As ABS notes, it is an important aspect of sustainability reporting processes to identify relevant ESG topics for reporting purposes. According to ABS, some commonly reported ESG topics include:
#1 Environmental
GHG emissions, decarbonization efforts, air pollution prevention, ballast water and marine biosafety, solid waste and wastewater management. Other topics may also be addressed such as marine plastic litter, underwater noise pollution, wildlife collisions, oil spills and biodiversity impacts and shipbreaking impacts.
#2 Social
Community engagement, data privacy, work health and safety (including insurance policy), protection of human and labor rights (considering the whole supply chain), responsible procurement, access to medical care, clean water and sanitation, protection of human wellbeing, appropriate working conditions, protection of mental health and access to education.
# Governance
Anti-bribery policy, business ethics and governances related to environmental sustainability, human rights and safety management, risk management, transparency and accountability
Data collection best practices
Furthermore, ABS explains that data collection is one of the most important elements of sustainability reporting. companies must comply with and be aware of the laws and regulations that are linked with data collection at a regional and international level. Furthermore, data should be accurate, consistent, repeatable and standardized.
To collect appropriate data for the required material topics, as identified in the materiality assessment, a gap analysis should be performed. Since each company has different data entry systems, the gaps between the required input data and the available raw data should be identified.
Data collection, in some cases, can be a very challenging task, since it presupposes a consistent collaboration between internal departments, suppliers, collaborators and other stakeholders.
ABS also clarifies that data collection could also be challenging based on factors such as:
- the availability of data and lack of appropriate recording systems
- the absence of relevant standardized data collection procedures
- the periodicity of data collection and other quality characteristics such as data uncertainty
Since annual ESG reporting needs to be consistent in terms of data collection and associated data treatment methods, especially for these data points, procedure manuals could be added in the existing quality system manuals to increase accuracy, consistency and repeatability of the process.
6 key steps for effective ESG data collection
The data collection process is a structured process that involves the following steps:
- Set up a data collection plan.
- Standardize internal procedures.
- Identify responsible persons for different tasks in the company.
- Prepare detailed data collection templates, including examples, units, quality characteristics, etc.

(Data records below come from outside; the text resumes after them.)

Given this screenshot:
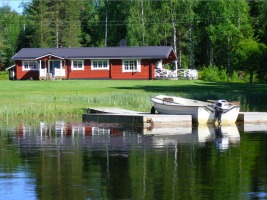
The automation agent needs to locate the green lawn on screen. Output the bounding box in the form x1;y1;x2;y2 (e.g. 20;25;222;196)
0;80;267;120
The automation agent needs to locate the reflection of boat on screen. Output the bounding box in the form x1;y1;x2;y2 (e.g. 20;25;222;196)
215;126;240;150
151;95;240;124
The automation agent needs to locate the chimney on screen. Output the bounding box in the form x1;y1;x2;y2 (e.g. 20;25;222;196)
120;39;127;47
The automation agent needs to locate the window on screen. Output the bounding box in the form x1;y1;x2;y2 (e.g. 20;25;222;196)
92;60;109;70
71;60;84;70
122;60;141;72
22;61;38;71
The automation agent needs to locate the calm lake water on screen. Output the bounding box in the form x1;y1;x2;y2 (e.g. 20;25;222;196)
0;121;267;200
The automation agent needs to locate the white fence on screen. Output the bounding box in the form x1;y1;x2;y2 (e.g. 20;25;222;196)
155;69;198;79
155;69;177;78
177;69;198;79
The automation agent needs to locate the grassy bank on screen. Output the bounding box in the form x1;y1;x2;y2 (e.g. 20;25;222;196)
0;80;267;120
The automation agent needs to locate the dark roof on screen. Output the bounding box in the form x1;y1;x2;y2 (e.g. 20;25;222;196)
12;46;176;60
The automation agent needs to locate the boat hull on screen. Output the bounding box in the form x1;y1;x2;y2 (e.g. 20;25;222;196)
151;97;240;125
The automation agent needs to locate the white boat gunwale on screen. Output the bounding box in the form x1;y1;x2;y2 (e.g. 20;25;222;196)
151;95;240;124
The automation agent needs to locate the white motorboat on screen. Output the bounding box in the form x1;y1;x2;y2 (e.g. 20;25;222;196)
151;95;240;125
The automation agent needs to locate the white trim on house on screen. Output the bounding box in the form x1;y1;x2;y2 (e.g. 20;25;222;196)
22;60;39;71
91;59;109;70
71;60;84;70
35;53;64;60
122;59;141;72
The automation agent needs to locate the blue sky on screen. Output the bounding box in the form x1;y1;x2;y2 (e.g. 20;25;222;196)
0;0;31;13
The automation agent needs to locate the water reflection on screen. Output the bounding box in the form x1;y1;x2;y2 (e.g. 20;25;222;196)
0;121;267;200
13;121;243;150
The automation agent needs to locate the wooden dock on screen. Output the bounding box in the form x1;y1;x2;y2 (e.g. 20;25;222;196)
82;108;192;129
82;108;267;129
82;108;267;135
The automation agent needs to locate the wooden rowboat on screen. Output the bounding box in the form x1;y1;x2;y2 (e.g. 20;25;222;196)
151;95;240;125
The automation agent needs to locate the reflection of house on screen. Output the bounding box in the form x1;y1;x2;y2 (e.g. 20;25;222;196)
12;46;176;80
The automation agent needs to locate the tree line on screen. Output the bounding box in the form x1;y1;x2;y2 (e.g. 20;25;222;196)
0;0;267;82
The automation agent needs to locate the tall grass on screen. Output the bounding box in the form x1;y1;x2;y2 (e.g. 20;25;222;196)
0;80;267;122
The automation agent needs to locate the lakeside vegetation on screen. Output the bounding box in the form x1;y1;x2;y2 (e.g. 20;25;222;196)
0;80;267;123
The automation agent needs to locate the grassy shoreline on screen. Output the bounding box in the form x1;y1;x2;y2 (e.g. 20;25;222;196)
0;80;267;121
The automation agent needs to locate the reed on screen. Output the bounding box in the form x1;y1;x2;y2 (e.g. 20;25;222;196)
0;80;267;123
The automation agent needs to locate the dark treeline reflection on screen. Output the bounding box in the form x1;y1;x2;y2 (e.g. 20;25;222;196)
0;121;267;200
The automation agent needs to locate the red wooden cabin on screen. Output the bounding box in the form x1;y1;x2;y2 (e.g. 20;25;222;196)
12;46;176;80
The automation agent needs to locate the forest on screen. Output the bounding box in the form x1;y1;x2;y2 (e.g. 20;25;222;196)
0;0;267;83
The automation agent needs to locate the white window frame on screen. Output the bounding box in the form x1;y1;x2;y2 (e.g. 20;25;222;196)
71;60;84;70
122;59;141;72
91;60;109;70
22;60;39;71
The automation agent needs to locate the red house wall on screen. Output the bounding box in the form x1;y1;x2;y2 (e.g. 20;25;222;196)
67;60;109;79
16;61;39;80
16;57;156;80
111;60;154;79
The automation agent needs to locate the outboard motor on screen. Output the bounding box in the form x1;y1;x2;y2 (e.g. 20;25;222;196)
214;100;228;124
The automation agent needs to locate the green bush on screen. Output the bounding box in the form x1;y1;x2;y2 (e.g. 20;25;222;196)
0;71;8;80
198;65;249;82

- Collect information in a systematic way.
- Regular checks on the data collection progress, including resolving data gaps and quality issues.

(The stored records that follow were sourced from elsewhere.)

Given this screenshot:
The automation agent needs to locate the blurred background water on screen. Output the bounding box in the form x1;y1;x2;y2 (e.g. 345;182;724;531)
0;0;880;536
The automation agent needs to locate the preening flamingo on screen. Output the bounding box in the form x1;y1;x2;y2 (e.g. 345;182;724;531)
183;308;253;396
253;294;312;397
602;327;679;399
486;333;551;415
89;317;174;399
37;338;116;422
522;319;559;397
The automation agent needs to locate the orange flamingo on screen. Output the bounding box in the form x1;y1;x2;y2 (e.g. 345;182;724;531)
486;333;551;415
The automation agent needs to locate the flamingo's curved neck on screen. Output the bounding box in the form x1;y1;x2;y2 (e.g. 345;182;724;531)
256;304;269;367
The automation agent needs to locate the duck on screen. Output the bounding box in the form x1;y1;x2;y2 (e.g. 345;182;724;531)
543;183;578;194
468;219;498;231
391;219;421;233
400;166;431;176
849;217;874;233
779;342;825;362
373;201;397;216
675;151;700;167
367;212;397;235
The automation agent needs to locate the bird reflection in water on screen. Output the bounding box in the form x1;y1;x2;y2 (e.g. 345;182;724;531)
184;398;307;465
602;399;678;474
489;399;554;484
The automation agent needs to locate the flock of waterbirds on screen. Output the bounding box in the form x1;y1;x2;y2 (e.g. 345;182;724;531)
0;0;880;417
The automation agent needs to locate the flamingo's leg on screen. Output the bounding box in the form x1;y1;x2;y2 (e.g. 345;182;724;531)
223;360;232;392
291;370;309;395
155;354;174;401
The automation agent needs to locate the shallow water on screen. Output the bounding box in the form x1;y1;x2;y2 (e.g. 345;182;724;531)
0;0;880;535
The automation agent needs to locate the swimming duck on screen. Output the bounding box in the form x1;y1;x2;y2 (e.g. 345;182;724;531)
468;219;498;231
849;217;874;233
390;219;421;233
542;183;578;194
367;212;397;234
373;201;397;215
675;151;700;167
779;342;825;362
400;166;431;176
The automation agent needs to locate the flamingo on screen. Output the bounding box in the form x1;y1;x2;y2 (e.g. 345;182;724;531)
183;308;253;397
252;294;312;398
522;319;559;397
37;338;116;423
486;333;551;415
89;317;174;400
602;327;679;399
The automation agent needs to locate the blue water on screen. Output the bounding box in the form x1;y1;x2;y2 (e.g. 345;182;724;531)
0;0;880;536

Digitalized tools, available in the market, could effectively support the data collection process, although integrations with the internal corporate systems and automation capabilities must be customized and critically reviewed by thirdparty experts to mitigate miscalculation risks.
ESG reporting assurance
Assurance of ESG reports involves seeking an expert to give an independent opinion of the report, including checking on the general process flow, data used and treated, materiality assessment, disclosures made and so on.
Receiving assurance is crucial because it increases the credibility of the report, and it may be required for various stakeholders such as banks and lenders. In the context of CSRD, limited assurance is mandatory and in the years to come, the requirement might change to a reasonable level of assurance.
It is worth noting that the International Auditing and Assurance Standards Board (IAASB) has issued a proposed International Standard on Sustainability Assurance — the ISSA 5000 “General Requirements for Sustainability Assurance Engagements” — that remained under public consultation up to 1 December and is expected to be issued before the end of 2024.
It’s expected to be the dominant market standard for the ESG reporting assurance. According to ABS, ISSA 5000 is suitable for the assurance of any sustainability information prepared according to any reporting framework and covering any sustainability topic.